I am planning to build an app with Azure Document Intelligence and while testing the capabilities of this service, I also found this issue when trying to convert a large file. Looks like this is not a priority, perhaps I can split the PDF prior to sending it,,,

zainif commented 8 months ago

Is there any update on this? I am getting the following error when trying to analyze a pdf of 5MB:

"azure.core.exceptions.HttpResponseError: (Timeout) The operation was timeout. Code: Timeout Message: The operation was timeout."

I'd rather not have to split the document into smaller chunks beforehand. Any ideas / solutions?

felixng313 commented 8 months ago

I'm encountering the same error with the REST API.

{ "error": { "code": "Timeout", "message": "The operation was timeout." } }

alecswjo commented 7 months ago

+1.

The only solution seems to be adding more document intelligence services and splitting up the doc into smaller chunks, which isn't a great solution.
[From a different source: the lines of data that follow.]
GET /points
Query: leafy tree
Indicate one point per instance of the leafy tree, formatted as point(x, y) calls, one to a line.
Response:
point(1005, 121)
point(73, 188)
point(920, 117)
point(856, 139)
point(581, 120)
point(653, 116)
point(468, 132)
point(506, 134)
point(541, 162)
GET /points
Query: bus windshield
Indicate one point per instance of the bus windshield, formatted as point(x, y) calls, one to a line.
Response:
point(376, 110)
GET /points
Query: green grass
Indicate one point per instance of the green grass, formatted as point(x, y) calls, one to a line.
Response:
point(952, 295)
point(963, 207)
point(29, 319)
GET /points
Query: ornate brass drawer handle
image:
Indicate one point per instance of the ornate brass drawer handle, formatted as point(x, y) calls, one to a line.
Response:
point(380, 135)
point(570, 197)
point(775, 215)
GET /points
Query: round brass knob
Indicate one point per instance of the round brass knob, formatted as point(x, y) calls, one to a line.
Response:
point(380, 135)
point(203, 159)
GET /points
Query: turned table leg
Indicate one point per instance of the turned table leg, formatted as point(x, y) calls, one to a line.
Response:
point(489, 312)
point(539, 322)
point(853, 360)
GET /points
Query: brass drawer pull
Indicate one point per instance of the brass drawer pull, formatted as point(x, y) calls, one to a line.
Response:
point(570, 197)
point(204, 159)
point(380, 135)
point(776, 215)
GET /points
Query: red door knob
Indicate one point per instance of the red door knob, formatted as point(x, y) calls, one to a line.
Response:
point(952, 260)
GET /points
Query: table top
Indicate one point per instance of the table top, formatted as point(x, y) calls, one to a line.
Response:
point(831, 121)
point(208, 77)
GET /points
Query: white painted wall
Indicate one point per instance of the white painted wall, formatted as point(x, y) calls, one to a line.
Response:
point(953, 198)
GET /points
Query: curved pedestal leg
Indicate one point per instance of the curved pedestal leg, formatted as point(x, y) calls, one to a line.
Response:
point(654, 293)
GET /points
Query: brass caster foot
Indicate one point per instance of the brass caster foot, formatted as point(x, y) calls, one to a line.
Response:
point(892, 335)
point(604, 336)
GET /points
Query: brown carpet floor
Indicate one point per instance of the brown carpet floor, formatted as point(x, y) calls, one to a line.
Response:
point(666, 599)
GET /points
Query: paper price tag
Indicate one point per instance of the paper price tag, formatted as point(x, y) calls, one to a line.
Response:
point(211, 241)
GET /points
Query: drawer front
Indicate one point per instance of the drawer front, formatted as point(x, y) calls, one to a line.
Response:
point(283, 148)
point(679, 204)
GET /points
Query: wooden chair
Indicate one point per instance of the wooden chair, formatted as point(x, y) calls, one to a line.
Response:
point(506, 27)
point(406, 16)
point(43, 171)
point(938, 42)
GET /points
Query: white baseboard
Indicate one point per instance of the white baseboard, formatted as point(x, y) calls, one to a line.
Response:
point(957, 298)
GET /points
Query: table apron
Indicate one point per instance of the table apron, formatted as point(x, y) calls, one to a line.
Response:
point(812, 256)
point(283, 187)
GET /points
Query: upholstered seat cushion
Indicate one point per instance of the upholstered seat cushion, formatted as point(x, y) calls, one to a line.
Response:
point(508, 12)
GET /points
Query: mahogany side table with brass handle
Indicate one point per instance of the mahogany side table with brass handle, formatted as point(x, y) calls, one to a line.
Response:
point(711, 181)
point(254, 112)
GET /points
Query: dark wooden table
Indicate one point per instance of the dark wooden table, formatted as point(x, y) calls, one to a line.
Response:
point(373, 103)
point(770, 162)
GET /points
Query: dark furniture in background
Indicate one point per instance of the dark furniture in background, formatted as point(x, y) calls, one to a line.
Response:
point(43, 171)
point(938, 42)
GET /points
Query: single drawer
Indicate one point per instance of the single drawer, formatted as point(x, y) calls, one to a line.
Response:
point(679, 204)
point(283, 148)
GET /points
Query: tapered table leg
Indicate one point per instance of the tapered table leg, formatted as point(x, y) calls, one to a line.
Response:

Would love a timeout or parallelism functionality.

rohit-ganguly commented 7 months ago

Hi all, thanks for the feedback. I've created an issue in our Azure SDK repo and we'll investigate ASAP.

pamelafox commented 7 months ago

Is anyone on the thread able to share a PDF that resulted in a timeout? If so, please email to pamelafox at microsoft . com

felixng313 commented 7 months ago

Is anyone on the thread able to share a PDF that resulted in a timeout? If so, please email to pamelafox at microsoft . com

@pamelafox Please check your inbox as I have sent you a sample file to reproduce this issue. Furthermore, this issue occurs when using the Markdown output format.

YalinLi0312 commented 1 week ago

Is anyone on the thread able to share a PDF that resulted in a timeout? If so, please email to pamelafox at microsoft . com

Hi @pamelafox , just want to check if you have received any file? I've tested with a 426 pages PDF in 16936kb, but didn't reproduce the issue.

mikedizon commented 1 week ago

i'll share one tomorrow. @pamelafox

YalinLi0312 commented 1 week ago

@mikedizon can you also share it to yall@microsoft.com?

pamelafox commented 1 week ago

@YalinLi0312 I've received a few files, but had intermittent success reproducing. If you're able to reproduce as well, that'd be great.

mikedizon commented 1 week ago

@YalinLi0312 @pamelafox curious to hear if you encountered the same issues I had with that file.